A B C D E F G H I J K

What's next?

On Monday, we'll discuss Dijkstra's algorithm and A*, both of which can be used to find shortest paths through a graph. If time permits, we will also discuss topological sort in a bit more detail. That will conclude our coverage of new material for the quarter. We will use Wednesday to discuss some topics related to ethics in CS, and on Friday, we will wrap everything up and talk about some end-of-quarter logistics.

Exercises

1. Suppose we want to create a graph to help study the spread of certain pathogens via public transportation and rideshare systems. In the graph, every person living in the U.S. is represented by a node, and we place an edge between between two nodes if the people represented by those nodes have been in close proximity with one another on public transit or in a rideshare within the past seven days.

Should this graph be directed or undirected? Why? (Justify your response.)
Would you expect the graph to be connected or disconnected? Why? (Justify your response.)
Should we use an adjacency list or an adjacency matrix to represent this graph? Why? (Justify your choice.)

2. Why is C B D A E F G not a valid BFS for graph G₁ from today's notes? (Hint: See the highlighted key take-away from the section on BFS.)

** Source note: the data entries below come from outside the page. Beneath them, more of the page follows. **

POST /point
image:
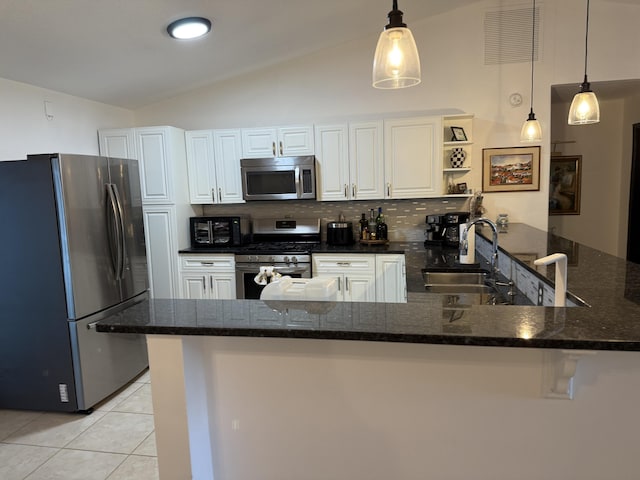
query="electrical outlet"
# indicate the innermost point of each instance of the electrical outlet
(540, 294)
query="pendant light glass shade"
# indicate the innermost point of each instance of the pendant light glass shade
(396, 63)
(584, 107)
(531, 129)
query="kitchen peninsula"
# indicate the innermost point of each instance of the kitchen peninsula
(274, 391)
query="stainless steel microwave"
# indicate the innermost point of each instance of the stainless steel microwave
(218, 231)
(282, 178)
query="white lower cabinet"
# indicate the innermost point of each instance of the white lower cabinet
(364, 277)
(391, 278)
(204, 276)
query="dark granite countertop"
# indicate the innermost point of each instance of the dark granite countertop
(609, 284)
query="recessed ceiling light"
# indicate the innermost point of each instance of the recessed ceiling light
(188, 28)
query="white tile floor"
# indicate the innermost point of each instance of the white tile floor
(115, 442)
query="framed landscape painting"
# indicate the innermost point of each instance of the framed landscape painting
(512, 169)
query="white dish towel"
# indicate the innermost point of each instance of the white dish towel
(266, 274)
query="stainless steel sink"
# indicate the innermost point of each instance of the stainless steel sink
(454, 280)
(462, 287)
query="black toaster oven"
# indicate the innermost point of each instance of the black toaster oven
(218, 231)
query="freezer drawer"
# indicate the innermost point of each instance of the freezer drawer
(103, 362)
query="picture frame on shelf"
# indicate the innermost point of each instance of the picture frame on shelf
(458, 134)
(514, 169)
(564, 185)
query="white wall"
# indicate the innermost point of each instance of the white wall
(24, 129)
(601, 147)
(336, 82)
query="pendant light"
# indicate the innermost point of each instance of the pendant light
(531, 129)
(396, 63)
(584, 107)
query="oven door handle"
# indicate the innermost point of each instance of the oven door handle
(282, 270)
(298, 187)
(288, 270)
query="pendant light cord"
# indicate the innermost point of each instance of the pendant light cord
(586, 43)
(533, 46)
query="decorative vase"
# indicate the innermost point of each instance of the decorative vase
(457, 157)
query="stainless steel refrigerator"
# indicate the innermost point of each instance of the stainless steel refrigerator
(72, 252)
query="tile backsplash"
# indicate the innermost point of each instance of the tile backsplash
(405, 218)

3. How many valid DFS and BFS traversals are there for graph G₂ above (the tree used in the BFS and DFS examples) starting at vertex A? (Note: This is just a reinforcement exercises and is not meant to imply that there is an important pattern or formula that I want you to discover for determining the number of BFS or DFS traversals in an arbitrary graph or tree.)

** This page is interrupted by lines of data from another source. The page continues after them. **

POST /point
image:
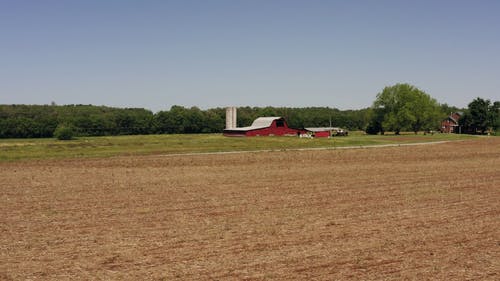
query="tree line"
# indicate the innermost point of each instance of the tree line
(41, 121)
(401, 107)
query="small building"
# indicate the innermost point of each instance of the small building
(326, 132)
(264, 126)
(450, 124)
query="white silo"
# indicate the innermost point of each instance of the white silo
(231, 117)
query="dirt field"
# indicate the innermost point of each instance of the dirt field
(398, 213)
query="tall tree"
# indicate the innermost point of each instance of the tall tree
(404, 107)
(480, 116)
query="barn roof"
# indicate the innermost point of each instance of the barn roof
(323, 129)
(259, 123)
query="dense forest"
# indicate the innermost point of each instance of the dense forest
(39, 121)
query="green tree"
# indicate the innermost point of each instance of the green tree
(404, 107)
(64, 132)
(480, 116)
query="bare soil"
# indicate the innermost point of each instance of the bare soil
(395, 213)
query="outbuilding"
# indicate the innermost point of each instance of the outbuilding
(264, 126)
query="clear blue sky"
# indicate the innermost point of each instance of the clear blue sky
(209, 53)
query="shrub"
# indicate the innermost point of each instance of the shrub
(64, 132)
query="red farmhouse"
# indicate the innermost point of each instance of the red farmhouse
(263, 126)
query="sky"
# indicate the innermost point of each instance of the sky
(214, 53)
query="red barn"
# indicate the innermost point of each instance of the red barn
(450, 124)
(263, 126)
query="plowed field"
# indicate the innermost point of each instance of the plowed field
(395, 213)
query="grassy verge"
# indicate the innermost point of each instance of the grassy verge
(21, 149)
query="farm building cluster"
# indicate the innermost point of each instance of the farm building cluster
(450, 124)
(274, 126)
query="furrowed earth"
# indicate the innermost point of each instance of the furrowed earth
(393, 213)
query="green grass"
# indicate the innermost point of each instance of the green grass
(27, 149)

4. Write a function that can read a graph from a text file into an adjacency matrix. An adjacency matrix isn't always the best representation to use for a graph (remember, for a sparse graph, the adjacency matrix has a lot of wasted space), but I'm suggesting that here because it's a fairly straightforward one to work with in code. Set up your function to read in files with the following format:

7
A
B
C
D
E
F
G
0 1 0 0 0 0 1
1 0 1 0 0 0 0
0 1 0 1 0 0 0
0 0 1 0 1 0 0
0 0 0 1 0 1 1
0 0 0 0 1 0 0
1 0 0 0 1 0 0

The file above represents graph G₁ from today's notes. The first line tells us how many nodes there are in the graph, n, which allows us to create an appropriately sized grid to store our adjacency matrix. The next n lines give labels or names to our nodes. Those can be stored in a vector for ease of reference. The final n lines give us an adjacency matrix. The first of those final n lines tells us which nodes have an edge from vertex A (where 0 indicates no edge, and 1 indicates an edge). Within that line, the pattern 0 1 0 0 0 0 1 indicates the following:

edge from A to A? no (0)
edge from A to B? yes (1)
edge from A to C? no (0)
edge from A to D? no (0)
edge from A to E? no (0)
edge from A to F? no (0)
edge from A to G? yes (1)

The line after that tells us which nodes have an edge from vertex B, and so on.

5. Challenge yourself to code up BFS and DFS from scratch, on your own, without peeking back at your code for A2 or implementations posted online. (You should be doing this with most algorithms we cover in lecture. Regularly working through exercises like this -- where you have a compact, elegant algorithm that has somewhat sophisticated behaviors -- is a key way to ramp up your coding skills.) Note that DFS can be coded up iteratively with a stack as well as recursively. Try coding it up both ways. Run your implementations on the graph whose input file is given above (in the previous exercise) to check your results.